Just for the record, what we eventually need to tweak-things into
is to have:
C-
as a character name prefix, mean to set the control buckybit.
Thus,
(char->integer #\C-a)
is some large integer -- not U+0001
Additionally, character _names_ (not bucky-like prefixes) are needed
for ASCII control characters:
ctl-a == U+0001
ctl-[ == U+001B
ctl-@ == U+0000
ctl-space == U+0000
etc.
We currently have four buckybits and adding control will make five.
I think that there is a total _possible_ number of 8 buckybits
(because 32 == 21 + 8 + 3 and 3 == log_2(8) and 2*sizeof (t_scm_word)
is 8 on a 32 bit machine --- in other words,
tag-bits + codepoint + buckybits == 32
Of those 8 possible buckybits, I'd like to reserve 2 for purely
internal use and to make use of these in uni_utf32 strings. The
purpose of these extra bits in UTF32 strings is to represent
ill-formed and unrepresentable sequences of Unicode characters. (See
enclosed. There are variations on that idea using just 1 bit and
variations using the four values of 2-bits differently -- we can work
that out as it comes up which won't be for a while.)
So that will leave one unallocated bit in characters.
-t
> From: Tom Lord <address@hidden>
> [To: gnu-arch-users]
[....]
> > Just decide how many ISO 10646 planes you want to support, and use
the
> > appropriate number of bits (21 is fine). Use an additional bit to
> > squeeze in 256 code positions you might want to use to represent
invalid
> > UTF-8 input data (so you have round-trip capability even for binary
> > files accidentally interpreted as UTF-8).
> I'm not giving UTF-8 that kind of priveleged role in Pika.
> However, it's a fascinating idea and I thank you for it.
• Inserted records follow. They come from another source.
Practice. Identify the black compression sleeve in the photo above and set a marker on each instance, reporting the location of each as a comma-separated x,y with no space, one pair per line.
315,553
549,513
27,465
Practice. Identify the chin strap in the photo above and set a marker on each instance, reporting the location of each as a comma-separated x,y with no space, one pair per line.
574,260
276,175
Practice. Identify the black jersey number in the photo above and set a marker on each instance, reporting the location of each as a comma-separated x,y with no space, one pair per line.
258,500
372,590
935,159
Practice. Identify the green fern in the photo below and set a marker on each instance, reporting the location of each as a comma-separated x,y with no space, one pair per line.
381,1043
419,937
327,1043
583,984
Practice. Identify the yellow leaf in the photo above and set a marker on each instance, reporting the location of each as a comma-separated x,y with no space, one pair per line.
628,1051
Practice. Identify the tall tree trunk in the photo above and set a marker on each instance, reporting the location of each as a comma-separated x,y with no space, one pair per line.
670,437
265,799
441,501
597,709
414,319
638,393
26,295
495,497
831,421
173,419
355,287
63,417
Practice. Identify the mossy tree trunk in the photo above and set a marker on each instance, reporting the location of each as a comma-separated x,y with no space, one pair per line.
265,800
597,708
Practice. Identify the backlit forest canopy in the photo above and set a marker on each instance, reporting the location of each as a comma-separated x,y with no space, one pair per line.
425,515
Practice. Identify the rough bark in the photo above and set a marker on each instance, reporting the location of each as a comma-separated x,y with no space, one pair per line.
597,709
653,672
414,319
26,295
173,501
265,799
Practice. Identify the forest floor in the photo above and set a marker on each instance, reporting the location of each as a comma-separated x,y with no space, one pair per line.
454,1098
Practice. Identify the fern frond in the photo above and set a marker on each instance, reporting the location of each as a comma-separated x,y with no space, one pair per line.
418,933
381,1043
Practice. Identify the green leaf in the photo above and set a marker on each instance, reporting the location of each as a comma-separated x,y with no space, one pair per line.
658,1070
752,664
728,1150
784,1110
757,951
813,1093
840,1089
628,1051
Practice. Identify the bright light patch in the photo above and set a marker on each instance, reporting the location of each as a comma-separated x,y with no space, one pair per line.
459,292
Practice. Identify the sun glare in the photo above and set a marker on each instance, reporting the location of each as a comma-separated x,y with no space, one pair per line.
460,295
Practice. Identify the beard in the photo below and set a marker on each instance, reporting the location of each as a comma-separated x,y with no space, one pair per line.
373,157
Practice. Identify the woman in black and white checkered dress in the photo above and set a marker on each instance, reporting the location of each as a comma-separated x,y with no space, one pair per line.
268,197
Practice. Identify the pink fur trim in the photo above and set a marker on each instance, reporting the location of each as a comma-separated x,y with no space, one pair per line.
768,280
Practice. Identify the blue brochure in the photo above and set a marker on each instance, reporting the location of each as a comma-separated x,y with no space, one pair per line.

It solves a
> nasty little problem I was facing.
> Let's suppose that I use up two buckybits purely internally to
> represent "ill-formed-characters". That is to say: users would have
> 6 buckybits, not 8, and there's two bits per character for internal
> use.
> I don't actually need 2 bits --- I just need a bit more than 1.5 and
> current hw isn't too good at fractional (let alone irrationally
> fractional) bits yet.
> Now I can have a string like:
> <00 codepoint><00 codepoint><01 bogus><10 bogus><10 bogus><00 codepoint>
> ^
> |
> X
> in which <01 bogus> and <10 bogus><10 bogus> are ill-formed combining
> character sequences that should be treated as distinct graphemes by
> procedures like GRAPHEME-LENGTH and GRAPHEME-REF.
> Now if I insert a string of the form:
> <01 bogus>
> at point X in that string, then the result is:
> <00 cp><00 cp><01 bogus><10 bogus><01 bogus><01 bogus><00 cp>
> \ /\ /\ /
> \ / \ / \ /
> modified insertion modified by
> by insertion
> insertion
> In other words, such an insertion has to change adjacent characters to
> preserve the "bogus grapheme" boundaries.
> The upshot of this is that I can pun a single string as both a
> sequence of codepoints and a sequence of (possibly ill-formed)
> combining sequences -- and that is, btw, sufficient to provide the
> round-tripping ability you were after not only for UTF-8 but for
> UTF-16 and UTF-32 as well. Total win -- thanks again.